Speech (Part 2) by Parliamentary Opposition Leader, DAP Secretary-General and MP for Tanjung, Lim Kit Siang, at the opening of the Pengkalan Kota DAP Branch Annual General Meeting held at DAP Penang Hqrs, Kinta Lane on Monday, 16th March, 1992 at 8 pm.

The Foreign Investment Committee’s proposed new guidelines to regulate, foreign and local investments had not only caused the Malaysian stock exchange to nosedive in the first two weeks of March, but created uncertainty and anxiety among both foreign and local investors which could greatly dampen the investment climate in the country.

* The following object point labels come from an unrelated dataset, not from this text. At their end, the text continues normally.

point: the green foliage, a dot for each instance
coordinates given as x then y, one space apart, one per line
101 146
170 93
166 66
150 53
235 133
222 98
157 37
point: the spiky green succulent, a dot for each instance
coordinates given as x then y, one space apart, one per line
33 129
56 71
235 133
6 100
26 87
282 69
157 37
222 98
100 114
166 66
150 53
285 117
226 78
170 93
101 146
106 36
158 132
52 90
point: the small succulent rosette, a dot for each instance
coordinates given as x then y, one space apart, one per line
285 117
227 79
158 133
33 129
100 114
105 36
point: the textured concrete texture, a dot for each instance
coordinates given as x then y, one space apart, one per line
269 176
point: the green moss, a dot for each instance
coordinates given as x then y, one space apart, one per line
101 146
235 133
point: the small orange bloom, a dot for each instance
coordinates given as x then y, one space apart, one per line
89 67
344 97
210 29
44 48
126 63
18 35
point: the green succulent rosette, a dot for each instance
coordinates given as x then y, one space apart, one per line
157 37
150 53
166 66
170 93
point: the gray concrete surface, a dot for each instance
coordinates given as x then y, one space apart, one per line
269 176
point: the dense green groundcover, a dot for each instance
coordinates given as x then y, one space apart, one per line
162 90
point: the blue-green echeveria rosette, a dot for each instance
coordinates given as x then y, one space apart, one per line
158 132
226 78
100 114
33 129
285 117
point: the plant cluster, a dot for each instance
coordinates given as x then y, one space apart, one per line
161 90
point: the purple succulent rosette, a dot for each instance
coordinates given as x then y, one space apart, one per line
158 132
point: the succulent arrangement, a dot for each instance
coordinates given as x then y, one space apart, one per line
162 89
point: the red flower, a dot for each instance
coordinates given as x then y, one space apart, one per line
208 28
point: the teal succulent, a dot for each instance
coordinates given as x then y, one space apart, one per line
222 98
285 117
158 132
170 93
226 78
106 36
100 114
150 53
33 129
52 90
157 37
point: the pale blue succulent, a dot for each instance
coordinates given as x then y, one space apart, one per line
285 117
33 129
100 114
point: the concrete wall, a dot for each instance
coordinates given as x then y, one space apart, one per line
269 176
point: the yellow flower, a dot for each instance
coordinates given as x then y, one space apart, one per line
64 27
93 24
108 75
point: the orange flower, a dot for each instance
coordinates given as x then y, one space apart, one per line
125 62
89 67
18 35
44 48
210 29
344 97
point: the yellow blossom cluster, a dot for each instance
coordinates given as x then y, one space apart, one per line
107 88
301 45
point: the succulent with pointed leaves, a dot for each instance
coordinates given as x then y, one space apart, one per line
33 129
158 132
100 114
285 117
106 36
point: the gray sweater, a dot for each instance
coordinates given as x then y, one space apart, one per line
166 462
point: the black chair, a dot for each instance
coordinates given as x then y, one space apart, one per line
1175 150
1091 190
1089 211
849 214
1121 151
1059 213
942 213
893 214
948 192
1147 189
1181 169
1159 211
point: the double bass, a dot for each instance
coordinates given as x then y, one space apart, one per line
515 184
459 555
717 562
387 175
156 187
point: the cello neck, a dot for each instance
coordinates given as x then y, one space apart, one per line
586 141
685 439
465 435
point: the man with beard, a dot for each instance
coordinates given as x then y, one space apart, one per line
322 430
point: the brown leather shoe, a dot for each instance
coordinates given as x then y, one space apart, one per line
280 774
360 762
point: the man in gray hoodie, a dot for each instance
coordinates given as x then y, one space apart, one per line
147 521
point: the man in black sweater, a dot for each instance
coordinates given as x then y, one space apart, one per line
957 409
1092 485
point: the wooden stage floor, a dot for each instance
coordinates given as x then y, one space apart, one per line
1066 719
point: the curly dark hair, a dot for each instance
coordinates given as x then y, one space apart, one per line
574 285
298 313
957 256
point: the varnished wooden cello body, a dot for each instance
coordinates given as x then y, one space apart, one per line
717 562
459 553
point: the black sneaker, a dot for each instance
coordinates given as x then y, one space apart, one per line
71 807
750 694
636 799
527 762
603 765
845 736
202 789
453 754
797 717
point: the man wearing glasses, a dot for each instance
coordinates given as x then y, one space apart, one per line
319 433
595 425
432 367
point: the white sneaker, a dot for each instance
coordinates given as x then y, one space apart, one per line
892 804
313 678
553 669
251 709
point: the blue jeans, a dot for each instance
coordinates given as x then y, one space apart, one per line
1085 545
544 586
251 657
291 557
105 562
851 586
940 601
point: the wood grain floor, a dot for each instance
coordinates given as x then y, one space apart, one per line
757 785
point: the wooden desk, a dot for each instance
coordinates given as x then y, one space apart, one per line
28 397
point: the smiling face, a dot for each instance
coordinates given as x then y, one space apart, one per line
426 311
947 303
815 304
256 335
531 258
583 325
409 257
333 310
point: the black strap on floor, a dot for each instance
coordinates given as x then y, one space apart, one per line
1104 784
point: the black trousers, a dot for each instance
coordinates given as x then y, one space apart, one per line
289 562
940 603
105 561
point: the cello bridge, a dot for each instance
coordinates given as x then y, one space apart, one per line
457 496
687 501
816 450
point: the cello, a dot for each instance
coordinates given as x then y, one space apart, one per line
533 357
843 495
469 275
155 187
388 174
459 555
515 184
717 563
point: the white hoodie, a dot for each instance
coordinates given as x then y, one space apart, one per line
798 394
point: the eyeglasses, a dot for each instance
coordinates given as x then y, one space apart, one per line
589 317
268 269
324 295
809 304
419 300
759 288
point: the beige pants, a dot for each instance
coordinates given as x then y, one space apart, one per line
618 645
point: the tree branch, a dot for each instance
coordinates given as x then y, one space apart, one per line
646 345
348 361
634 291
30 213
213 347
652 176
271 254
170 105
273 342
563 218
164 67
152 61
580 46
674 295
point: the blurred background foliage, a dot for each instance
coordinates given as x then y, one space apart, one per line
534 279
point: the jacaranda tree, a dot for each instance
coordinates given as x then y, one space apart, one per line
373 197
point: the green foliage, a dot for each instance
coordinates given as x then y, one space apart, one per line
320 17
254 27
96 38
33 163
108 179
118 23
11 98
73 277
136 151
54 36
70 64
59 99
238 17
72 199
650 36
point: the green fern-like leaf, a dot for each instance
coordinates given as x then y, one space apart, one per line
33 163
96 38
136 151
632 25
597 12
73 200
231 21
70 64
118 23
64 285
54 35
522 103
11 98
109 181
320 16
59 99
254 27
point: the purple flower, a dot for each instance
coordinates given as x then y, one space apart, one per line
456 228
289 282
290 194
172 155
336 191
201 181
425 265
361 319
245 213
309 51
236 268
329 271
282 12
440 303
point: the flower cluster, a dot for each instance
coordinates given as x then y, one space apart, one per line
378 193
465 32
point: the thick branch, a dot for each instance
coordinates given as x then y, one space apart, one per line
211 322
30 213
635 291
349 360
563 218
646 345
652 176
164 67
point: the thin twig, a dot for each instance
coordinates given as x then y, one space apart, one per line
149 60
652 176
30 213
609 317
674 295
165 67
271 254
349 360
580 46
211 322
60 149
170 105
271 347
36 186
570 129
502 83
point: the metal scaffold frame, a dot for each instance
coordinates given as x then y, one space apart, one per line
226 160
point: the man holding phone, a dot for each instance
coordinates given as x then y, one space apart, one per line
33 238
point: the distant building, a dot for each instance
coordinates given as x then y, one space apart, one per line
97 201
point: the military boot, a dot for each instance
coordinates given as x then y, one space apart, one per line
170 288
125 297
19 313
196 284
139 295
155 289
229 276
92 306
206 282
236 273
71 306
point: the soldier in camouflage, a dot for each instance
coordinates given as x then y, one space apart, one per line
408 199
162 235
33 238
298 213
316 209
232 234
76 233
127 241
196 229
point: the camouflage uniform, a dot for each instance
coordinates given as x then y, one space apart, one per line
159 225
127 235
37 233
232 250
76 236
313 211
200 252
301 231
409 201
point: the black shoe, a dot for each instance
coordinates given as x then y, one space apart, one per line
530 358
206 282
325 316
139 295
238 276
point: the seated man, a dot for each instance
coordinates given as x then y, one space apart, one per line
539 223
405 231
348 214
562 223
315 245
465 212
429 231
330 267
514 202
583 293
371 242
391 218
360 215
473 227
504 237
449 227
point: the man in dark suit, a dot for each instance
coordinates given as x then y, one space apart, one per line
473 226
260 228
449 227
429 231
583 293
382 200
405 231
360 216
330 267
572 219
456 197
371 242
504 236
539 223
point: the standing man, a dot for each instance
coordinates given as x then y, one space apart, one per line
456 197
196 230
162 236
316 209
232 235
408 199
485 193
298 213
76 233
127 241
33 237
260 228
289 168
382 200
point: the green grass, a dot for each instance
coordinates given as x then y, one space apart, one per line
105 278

Even more serious, the proposed new guidelines of the Foreign Investment Committee (FIC) has raised the fundamental question as to whether it is the National Development Policy (NDP) adopted by Parliament in June last year or the Third Bumiputra Economic Congress resolutions and working papers which is the highest national policy in the country.

This is because the FIC’s proposed new guidelines were drafted not in line with the National Development Policy but in ac¬cordance with the Third Bumiputra Economic Congress decisions.

For instance, the NDP made it very clear from the outset that “while efforts will continue to be made under the NDP to increase Bumiputra ownership, no specific time frame has been set for the attainment
of the equity restructuring of at least 30 per cent. However, by the year 2000, a review of the achievement of this target will be made”.

The Finance Minister, Datuk Seri Anwar Ibrahim, publicly declared that “quantifying goals in a specific sense will not be necessary as it would be contradictory to pursue the traditional notion of the MEP in the context of present policies of liberalisa¬tion, deregulation and privatization”.

The Third Bumiputra Economic Congress, however, disagreed with the NDP and insisted on specific bumiputra corporate percentages.

In fact, the Third Bumiputra Economic Congress even went beyond the New Economic Policy.
For instance, under the NEP, the Gov¬ernment stressed that the 30 per cent bumiputra stake represented
a global figure, and not a micro figure which must be complied by every company.

The Third Bumiputra Economic Congress, however, demanded that the restructuring must not only be macro, but also micro at company level, especially in connection with the requirements’ of the Industrial Co-ordination Act and the Foreign Investment Committee.

Thus, in accordance with the Third Bumiputra Economic Congress and totally against the National Development Policy, the FIC’s draft new guidelines stipulate that companies which had complied with the 30 per cent bumiputra stake would be compelled to restore it to that level should there be subsequent dilution.

It is most unfair and inequitable to compel companies which had complied with the 30 per cent bumiputra stake to restore it to that level because bumiputras had sold their shareholdings allocated to them, as this will be a never-ending process.

The Government has broken its promise in the Second Outline Perspective Plan 1991-2000 presented
to Parliament in June last year that the Foreign Investment Committee will operate in a ‘liberal manner’, for its proposed new guidelines are even more illiberal compared to the New Economic Policy guidelines.

The MCA and Gerakan Ministers should raise this issue on a matter of urgency on Wednesday’s Cabinet and get a clear clarification and decision from the Cabinet as to which is the highest policy of the country whether it is the National Development Policy adopted by Parliament in June last year or the Third Bumiputra Economic Congress resolutions and working papers in January this year.

If it is the NDP which is the highest policy in the country, then the FIC should be instructed to withdraw its proposed new guide¬lines. If the Cabinet is not prepared to instruct the FIC to withdraw it proposed new guidelines, then the MCA and Gerakan Ministers should explain why they accept the Third Bumiputra Economic Congress resolu¬tions and working papers as a higher authority than the NDP adopted by Parliament itself.